Os diretores da fabricante de embalagens de vidro Owens Illinois tomaram um susto ao saber, no final de maio, que o preço do gás canalizado subiria 18%. O item representa 35% do custo de produção da companhia americana, com sede na Grande São Paulo. Além de piorar a competitividade com os concorrentes diretos, o aumento torna mais difícil a disputa com embalagens de papelão, podendo afetar planos de investimentos da multinacional. “A gente quer crescer no Brasil, mas com o ambiente regulatório complicado, a matriz pode acabar decidindo aplicar recursos em outros lugares”, afirma Michelle Tchernobilsky, diretora de relações governamentais da empresa.

O reajuste é o mais recente capítulo na batalha entre as indústrias e as distribuidoras de gás no Estado de São Paulo. A divergência envolve a decisão sobre quais parâmetros devem ser considerados na apuração da tarifa, uma discussão iniciada em 2014 e que está longe do fim. O processo de revisão daquele ano deveria definir as bases para os preços que seriam aplicados até 2019. Pelo contrato de concessão, de 1999, a cada cinco anos, a Agência Reguladora de Saneamento e Energia do Estado (Arsesp) e as distribuidoras devem estimar a receita necessária para que as empresas possam cobrir os custos operacionais, a depreciação dos investimentos realizados, a remuneração do capital aportado e os investimentos previstos para o período.

Uma divergência na forma de calcular as margens, porém, abriu uma disputa interminável entre as partes. O ponto central da batalha é o custo médio do capital a ser considerado e o critério de cálculo da base de remuneração, com a inclusão ou não dos ativos que faziam parte das empresas antes da privatização. Na consulta pública aberta pela Arsesp, a base de remuneração considerava apenas os ativos em serviço, retirando aqueles existentes na época do leilão, como se fazia até então. Na prática, isso abriria a possibilidade de redução nas tarifas. As distribuidoras reagiram. Alegaram que as alterações representavam uma quebra de contrato e prejuízo à realização de investimentos para cumprir a meta de dobrar o número de municípios atendidos pela rede de gás natural, para 285, até 2029.

Custo alto: Michelle Tchernobilsky, diretora de relações governamentais da Owens Illinois, diz que alta do gás prejudica sua competitividade (Crédito:Claudio Gatti)

Um recurso da Comgás foi acatado pela Arsesp e foi mantida a metodologia antiga.
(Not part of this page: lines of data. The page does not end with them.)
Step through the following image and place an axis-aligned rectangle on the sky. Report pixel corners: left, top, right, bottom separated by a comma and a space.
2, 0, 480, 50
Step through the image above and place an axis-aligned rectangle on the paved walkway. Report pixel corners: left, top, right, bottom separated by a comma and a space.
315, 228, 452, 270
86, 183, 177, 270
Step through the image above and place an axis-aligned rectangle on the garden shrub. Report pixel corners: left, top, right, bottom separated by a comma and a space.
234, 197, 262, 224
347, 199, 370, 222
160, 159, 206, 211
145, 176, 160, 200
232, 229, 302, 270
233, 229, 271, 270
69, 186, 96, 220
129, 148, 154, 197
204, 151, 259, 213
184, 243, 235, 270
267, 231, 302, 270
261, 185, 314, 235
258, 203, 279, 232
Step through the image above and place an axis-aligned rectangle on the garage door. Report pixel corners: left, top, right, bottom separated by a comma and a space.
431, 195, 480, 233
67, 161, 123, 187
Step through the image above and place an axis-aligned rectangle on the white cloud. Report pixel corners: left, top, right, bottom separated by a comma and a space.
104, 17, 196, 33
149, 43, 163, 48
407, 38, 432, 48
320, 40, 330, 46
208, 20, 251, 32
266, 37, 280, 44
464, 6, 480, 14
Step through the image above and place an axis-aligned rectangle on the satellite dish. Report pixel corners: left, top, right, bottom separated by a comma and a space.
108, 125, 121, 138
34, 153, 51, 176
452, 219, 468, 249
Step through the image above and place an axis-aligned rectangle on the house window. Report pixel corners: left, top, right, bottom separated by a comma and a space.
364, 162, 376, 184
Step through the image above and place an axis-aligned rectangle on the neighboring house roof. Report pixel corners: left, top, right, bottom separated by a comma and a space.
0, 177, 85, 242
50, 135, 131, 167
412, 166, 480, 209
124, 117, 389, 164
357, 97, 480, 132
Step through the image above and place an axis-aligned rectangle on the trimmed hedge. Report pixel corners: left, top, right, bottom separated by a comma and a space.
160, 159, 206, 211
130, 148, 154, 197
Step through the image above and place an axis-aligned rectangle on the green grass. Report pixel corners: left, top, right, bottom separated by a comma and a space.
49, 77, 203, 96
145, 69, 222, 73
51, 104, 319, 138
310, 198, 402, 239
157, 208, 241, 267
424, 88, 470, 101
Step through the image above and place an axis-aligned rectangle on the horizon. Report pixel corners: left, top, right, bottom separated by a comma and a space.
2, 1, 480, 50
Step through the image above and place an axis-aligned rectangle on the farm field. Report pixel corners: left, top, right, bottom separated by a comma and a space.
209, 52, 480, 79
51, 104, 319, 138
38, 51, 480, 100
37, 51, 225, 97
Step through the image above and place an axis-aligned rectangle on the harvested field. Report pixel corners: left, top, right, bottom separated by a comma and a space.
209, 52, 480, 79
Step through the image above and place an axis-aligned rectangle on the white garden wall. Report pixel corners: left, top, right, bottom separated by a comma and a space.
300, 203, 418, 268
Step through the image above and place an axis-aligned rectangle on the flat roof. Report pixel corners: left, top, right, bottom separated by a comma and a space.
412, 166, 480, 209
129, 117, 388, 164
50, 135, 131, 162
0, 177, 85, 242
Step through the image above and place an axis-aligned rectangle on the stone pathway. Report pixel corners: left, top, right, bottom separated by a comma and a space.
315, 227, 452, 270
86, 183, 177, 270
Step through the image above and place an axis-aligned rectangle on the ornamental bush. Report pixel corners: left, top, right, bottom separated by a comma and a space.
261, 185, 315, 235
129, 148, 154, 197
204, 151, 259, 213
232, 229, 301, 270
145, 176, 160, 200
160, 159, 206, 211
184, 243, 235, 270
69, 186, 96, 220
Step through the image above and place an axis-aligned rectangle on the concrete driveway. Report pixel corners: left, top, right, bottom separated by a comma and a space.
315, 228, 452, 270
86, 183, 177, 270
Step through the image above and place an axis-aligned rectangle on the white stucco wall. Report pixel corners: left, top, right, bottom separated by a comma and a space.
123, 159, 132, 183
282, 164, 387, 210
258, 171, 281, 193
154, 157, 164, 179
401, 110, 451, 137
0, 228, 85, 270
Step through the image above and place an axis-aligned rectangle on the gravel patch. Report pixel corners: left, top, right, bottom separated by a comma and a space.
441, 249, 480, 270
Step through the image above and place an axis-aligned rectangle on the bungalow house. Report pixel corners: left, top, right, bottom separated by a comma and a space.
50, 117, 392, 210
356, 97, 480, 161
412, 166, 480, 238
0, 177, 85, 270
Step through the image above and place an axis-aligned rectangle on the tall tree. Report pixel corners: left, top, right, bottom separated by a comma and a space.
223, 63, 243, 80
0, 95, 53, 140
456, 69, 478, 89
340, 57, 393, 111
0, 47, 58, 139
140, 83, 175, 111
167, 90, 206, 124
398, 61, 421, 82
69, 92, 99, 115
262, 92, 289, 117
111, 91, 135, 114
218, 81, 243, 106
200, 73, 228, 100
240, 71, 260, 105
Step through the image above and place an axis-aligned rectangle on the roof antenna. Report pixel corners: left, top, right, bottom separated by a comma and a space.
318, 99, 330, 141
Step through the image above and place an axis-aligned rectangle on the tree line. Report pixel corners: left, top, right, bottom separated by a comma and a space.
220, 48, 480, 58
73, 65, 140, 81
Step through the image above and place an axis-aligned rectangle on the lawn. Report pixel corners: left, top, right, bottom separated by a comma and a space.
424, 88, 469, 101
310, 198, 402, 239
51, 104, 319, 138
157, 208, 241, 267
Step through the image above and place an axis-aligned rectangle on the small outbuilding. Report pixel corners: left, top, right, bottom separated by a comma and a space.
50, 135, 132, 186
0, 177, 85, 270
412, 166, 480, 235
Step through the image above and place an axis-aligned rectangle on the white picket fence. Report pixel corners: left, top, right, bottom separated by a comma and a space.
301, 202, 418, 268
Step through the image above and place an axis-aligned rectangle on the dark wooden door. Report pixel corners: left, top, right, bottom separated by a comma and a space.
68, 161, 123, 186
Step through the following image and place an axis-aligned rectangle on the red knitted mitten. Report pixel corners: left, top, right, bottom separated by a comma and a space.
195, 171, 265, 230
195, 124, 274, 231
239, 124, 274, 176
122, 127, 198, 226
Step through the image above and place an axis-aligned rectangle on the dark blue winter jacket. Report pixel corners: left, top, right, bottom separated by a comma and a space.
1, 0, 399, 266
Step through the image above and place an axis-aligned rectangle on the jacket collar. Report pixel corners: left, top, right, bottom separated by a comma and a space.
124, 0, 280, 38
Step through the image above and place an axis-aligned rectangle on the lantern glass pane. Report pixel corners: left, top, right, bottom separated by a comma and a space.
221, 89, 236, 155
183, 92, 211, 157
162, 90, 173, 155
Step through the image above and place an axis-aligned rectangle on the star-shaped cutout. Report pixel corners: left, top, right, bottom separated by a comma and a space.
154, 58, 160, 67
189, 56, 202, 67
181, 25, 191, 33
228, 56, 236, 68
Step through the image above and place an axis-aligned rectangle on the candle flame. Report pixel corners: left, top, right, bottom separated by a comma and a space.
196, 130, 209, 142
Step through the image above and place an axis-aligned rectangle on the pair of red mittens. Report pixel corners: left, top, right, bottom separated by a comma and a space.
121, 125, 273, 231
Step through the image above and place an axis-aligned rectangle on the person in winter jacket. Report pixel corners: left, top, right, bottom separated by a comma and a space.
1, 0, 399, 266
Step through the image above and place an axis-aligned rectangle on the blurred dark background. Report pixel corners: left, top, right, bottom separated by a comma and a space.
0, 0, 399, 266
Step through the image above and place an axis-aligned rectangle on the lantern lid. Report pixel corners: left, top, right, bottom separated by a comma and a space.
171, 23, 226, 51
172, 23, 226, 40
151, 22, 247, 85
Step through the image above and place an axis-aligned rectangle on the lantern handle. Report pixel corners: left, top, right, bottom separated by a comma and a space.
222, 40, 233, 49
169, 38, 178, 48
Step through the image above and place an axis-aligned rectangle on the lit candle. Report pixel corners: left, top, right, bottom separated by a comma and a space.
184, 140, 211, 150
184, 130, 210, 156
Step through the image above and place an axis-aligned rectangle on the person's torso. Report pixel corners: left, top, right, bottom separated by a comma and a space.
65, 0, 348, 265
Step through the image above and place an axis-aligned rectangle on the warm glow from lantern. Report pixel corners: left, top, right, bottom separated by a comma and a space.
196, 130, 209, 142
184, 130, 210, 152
As associações industriais acusam as distribuidoras de praticarem “chicanas” para impedir as alterações. “Elas estão tentando é atrasar as discussões para evitar que a mudança aconteça”, diz Lucien Belmonte, superintendente da Associação Técnica Brasileira das Indústrias Automáticas de Vidro (Abividro). Pelos cálculos da entidade, os prejuízos aos consumidores chegam a R$ 500 milhões desde 2014. Vale dizer que, nesse período, houve também reduções nas tarifas (veja gráfico acima). Em nota, a Comgás diz que o atraso no processo de revisão foi causado “por motivos estranhos à companhia.”

NOVO MARCO As distribuidoras afirmam também que o aumento recente tem mais um componente fora de seu alcance: a Petrobras. A estatal detém o monopólio da produção e do transporte do gás, fatores que representam 60% da composição da tarifa. A concentração é um dos pontos que contribui para manutenção do preço elevado do gás, mas isto está prestes a mudar. Altamente endividada, a Petrobras está se desfazendo dos ativos na área. Ao mesmo tempo, o governo federal apresentou um novo marco regulatório ao setor.

Segundo a diretora do Departamento de Gás Natural do Ministério de Minas e Energia, Symone Araujo, o objetivo central é atrair mais agentes ao mercado. “É criar um mercado de gás, que atualmente é incipiente.” O projeto deve ser enviado ao Congresso Nacional no segundo semestre. Segundo a diretora, a expectativa é dobrar o volume produzido até 2030. “A gente quer que o projeto ofereça os sinais econômicos corretos para atrair mais investimentos.” Trata-se de um movimento positivo para a indústria, que conta com a ampliação do gás para ganhar competitividade. Isso se os nós regulatórios como o de São Paulo não atrapalharem.